The Subject is Time—A Studio Visit with Virginia Sharkey

August 21, 2022

Virginia led me along a sheltered path around the house,

then up a staircase
to her studio...

"I lost my large airy studio when the building was sold. I feel fortunate to have this temporary space, but as I work large it’s way too small and dark. I have plans for building a studio though the paperwork is taking forever."

"I’ve been working with time, with times of day, with noon, approaching light, and now midnight, what you can feel about those two times of day, 12 noon and 12 midnight, how they are related. My compositions always have a subject, even though I use abstract means.”

How does time become a subject for you?

"My paintings are carefully considered. They are what a friend has called 'slow paintings.' I want to make paintings no one has seen before. I don’t want to just put conventionally accepted shapes together."

"It’s all related in some way to playing the violin in symphonies, years of meditation, Zen art and the particular renditions of space in Asian painting.
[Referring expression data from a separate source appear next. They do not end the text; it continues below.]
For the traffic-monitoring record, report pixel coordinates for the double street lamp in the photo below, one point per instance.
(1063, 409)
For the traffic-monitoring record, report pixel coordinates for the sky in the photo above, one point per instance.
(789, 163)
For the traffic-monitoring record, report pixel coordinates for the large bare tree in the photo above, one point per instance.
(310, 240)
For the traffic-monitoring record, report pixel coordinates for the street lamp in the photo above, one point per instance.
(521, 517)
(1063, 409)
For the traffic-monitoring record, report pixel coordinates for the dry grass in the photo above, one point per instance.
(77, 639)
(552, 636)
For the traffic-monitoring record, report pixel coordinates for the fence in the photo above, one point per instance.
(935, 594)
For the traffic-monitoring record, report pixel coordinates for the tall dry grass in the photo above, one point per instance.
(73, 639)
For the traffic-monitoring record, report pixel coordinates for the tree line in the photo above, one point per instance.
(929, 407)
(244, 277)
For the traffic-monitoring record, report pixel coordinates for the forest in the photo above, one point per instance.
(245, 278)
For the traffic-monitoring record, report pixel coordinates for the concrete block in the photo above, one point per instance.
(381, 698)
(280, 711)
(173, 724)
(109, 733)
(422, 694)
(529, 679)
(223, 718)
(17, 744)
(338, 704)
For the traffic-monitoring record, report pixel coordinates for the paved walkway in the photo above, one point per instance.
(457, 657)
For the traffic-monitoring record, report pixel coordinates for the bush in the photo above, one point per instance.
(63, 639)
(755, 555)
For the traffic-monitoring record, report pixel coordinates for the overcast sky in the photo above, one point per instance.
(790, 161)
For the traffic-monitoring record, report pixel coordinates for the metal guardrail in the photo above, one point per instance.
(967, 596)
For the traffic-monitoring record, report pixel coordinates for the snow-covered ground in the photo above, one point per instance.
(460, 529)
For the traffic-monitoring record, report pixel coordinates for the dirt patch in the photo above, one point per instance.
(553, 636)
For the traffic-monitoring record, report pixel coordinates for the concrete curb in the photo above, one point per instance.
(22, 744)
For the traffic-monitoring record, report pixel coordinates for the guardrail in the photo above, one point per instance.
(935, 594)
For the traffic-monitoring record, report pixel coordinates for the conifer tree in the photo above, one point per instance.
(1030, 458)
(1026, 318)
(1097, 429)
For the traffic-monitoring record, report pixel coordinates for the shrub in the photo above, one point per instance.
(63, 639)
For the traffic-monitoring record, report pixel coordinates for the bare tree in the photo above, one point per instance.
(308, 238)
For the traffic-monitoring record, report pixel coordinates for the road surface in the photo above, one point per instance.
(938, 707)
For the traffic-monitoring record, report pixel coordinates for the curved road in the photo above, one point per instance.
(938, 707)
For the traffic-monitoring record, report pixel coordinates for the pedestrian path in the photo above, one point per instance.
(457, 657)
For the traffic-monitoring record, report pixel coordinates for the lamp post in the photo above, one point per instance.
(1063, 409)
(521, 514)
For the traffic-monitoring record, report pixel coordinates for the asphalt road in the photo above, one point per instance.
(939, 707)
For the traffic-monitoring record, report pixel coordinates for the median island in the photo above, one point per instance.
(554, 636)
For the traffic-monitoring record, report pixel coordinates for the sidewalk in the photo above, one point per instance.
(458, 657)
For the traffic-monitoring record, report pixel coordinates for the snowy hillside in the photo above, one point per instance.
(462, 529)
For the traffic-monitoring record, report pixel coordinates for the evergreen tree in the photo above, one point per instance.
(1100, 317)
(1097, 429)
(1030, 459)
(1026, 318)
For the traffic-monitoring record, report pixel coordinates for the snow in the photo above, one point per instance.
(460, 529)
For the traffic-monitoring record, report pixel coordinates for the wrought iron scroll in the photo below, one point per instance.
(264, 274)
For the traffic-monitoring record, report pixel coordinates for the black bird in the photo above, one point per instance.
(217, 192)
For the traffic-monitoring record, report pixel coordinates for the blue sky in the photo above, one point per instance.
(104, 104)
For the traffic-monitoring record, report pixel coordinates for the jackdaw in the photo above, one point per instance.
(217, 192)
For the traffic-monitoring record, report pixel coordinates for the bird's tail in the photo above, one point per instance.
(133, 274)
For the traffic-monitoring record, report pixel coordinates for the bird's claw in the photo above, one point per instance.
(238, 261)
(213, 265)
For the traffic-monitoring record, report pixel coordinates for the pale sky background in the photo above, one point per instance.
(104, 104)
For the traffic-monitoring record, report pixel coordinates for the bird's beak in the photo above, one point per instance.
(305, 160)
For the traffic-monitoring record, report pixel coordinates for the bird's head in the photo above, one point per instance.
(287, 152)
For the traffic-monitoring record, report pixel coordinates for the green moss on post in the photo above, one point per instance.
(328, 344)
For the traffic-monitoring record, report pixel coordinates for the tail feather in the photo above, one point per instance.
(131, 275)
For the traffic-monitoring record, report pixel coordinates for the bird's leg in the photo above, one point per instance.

It's the emptiness of time, its non-existence. But the moment—I’ve always been interested in the idea of presence and capturing the moment, crystallizing it, so that it becomes eternal. I’m Interested in the tension between the infinite and the intimate. Like with interior space, I’m aware of compression, and trying to get a space that seems full rather than empty."

Some of Virginia’s tools

A perennial question: When is a painting finished?

"You pare down some of the elements as much as you can. The work is never the miracle you want it to be, it always falls short. But you can only push a particular work so far; you have to acknowledge and respect the work itself. It becomes something out of your hands, another entity with its own rules, and you have to respect its being."